Interactive Lab 1 - Linear Models

First thing first: Lets import the necessary libraries

import numpy as np
import time
import matplotlib.pyplot as plt
from sklearn.datasets import fetch_openml
from sklearn.preprocessing import StandardScaler
from sklearn.linear_model import SGDClassifier
from sklearn.metrics import log_loss
import warnings
from sklearn.exceptions import ConvergenceWarning

warnings.filterwarnings("ignore", category=ConvergenceWarning)

Import FashionMNIST dataset from OpenML¶

X, y = fetch_openml("Fashion-MNIST", version=1, return_X_y=True)

X = X.to_numpy()
y = y.astype(int).to_numpy()

print("X shape:", X.shape)

X shape: (70000, 784)

I check the data shape. I have 70.000 images and 784 comes from flattened 28x28 pixels.

Our best friend while working on Linear Models: SKLEARN

from sklearn.model_selection import train_test_split

X_train, X_val, y_train, y_val = train_test_split(
    X, y, train_size=0.1, random_state=0, stratify=y
)

print("X_train size:", X_train.shape)
print("X_val size:", X_val.shape)

X_train size: (7000, 784)
X_val size: (63000, 784)

##########

Approach 1: Closed-form Solution¶

n_samples, n_features = X_train.shape
n_classes = len(np.unique(y_train))

# Closed-Form Linear Solution ---
W = np.zeros((n_features, n_classes))  # each column is a weight vector for one class

start = time.time()

XtX_inv = np.linalg.inv(X_train.T @ X_train)  # precompute inverse
for k in range(n_classes):
    y_binary = (y_train == k).astype(int)     # 1 if class k, else 0
    W[:, k] = XtX_inv @ (X_train.T @ y_binary)
end = time.time()
train_time_closed = end-start
print("Training time (closed-form):", end - start, "seconds")

# --- Compute predictions ---
scores_val = X_val @ W                 # shape: (n_val_samples, n_classes)
y_pred_val = np.argmax(scores_val, axis=1)  # pick class with highest score

scores_train = X_train @ W
y_pred_train = np.argmax(scores_train, axis=1)

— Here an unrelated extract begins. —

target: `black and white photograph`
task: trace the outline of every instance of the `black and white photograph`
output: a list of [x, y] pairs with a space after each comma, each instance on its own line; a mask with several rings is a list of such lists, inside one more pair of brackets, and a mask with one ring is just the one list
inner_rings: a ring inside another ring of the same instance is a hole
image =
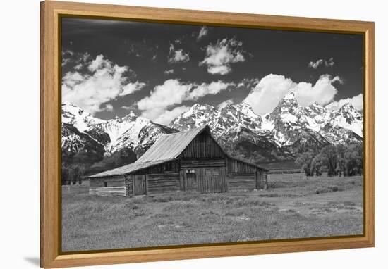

# --- Compute accuracy ---
train_acc_closed = np.mean(y_pred_train == y_train)
val_acc_closed = np.mean(y_pred_val == y_val)

print("Training accuracy:", train_acc_closed)
print("Validation accuracy:", val_acc_closed)

Training time (closed-form): 57.57658934593201 seconds
Training accuracy: 0.8688571428571429
Validation accuracy: 0.792984126984127

# Plot 1: Train Accuracy
plt.figure(figsize=(6, 4))
methods = ["Closed-form"]

accuracies = [train_acc_closed,]
times = [train_time_closed]
for method, acc, t in zip(methods, accuracies, times):
    plt.scatter(t, acc, s=100)
    plt.text(t * 1.1, acc, method)

plt.xscale("log")
plt.xlabel("Training Time (seconds, log scale)")
plt.ylabel("Training Accuracy")
plt.title("Accuracy vs Training Time Trade-off")
plt.grid(True)
plt.show()

##########

Approach 2: Gradient Descent¶

print("\n--- SGDClassifier ---" "It is linear classifier with gradient solver")

clf = SGDClassifier(
    loss="log_loss",
    random_state=42)

start = time.time()
clf.fit(X_train, y_train)
end = time.time()
train_time_sgd = end-start
print("Training time:", end - start)

train_acc_sgd = clf.score(X_train, y_train)
val_acc_sgd = clf.score(X_val, y_val)


print("Training accuracy:", train_acc_sgd)
print("Validation accuracy:", val_acc_sgd)


--- SGDClassifier ---It is linear classifier with gradient solver
Training time: 10.284642457962036
Training accuracy: 0.8801428571428571
Validation accuracy: 0.7798888888888889

plt.figure(figsize=(6, 4))
methods = ["Closed-form", "SGD"]

accuracies = [train_acc_closed, train_acc_sgd,

]
times = [train_time_closed, train_time_sgd]
for method, acc, t in zip(methods, accuracies, times):
    plt.scatter(t, acc, s=100)
    plt.text(t * 1.1, acc, method)

plt.xscale("log")
plt.xlabel("Training Time (seconds, log scale)")
plt.ylabel("Training Accuracy")
plt.title("Accuracy vs Training Time Trade-off")
plt.grid(True)
plt.show()

##########

Approach 3: Second-order Solution¶

print("\n--- LogisticRegression --- It is a linear classifier with a second-order solver")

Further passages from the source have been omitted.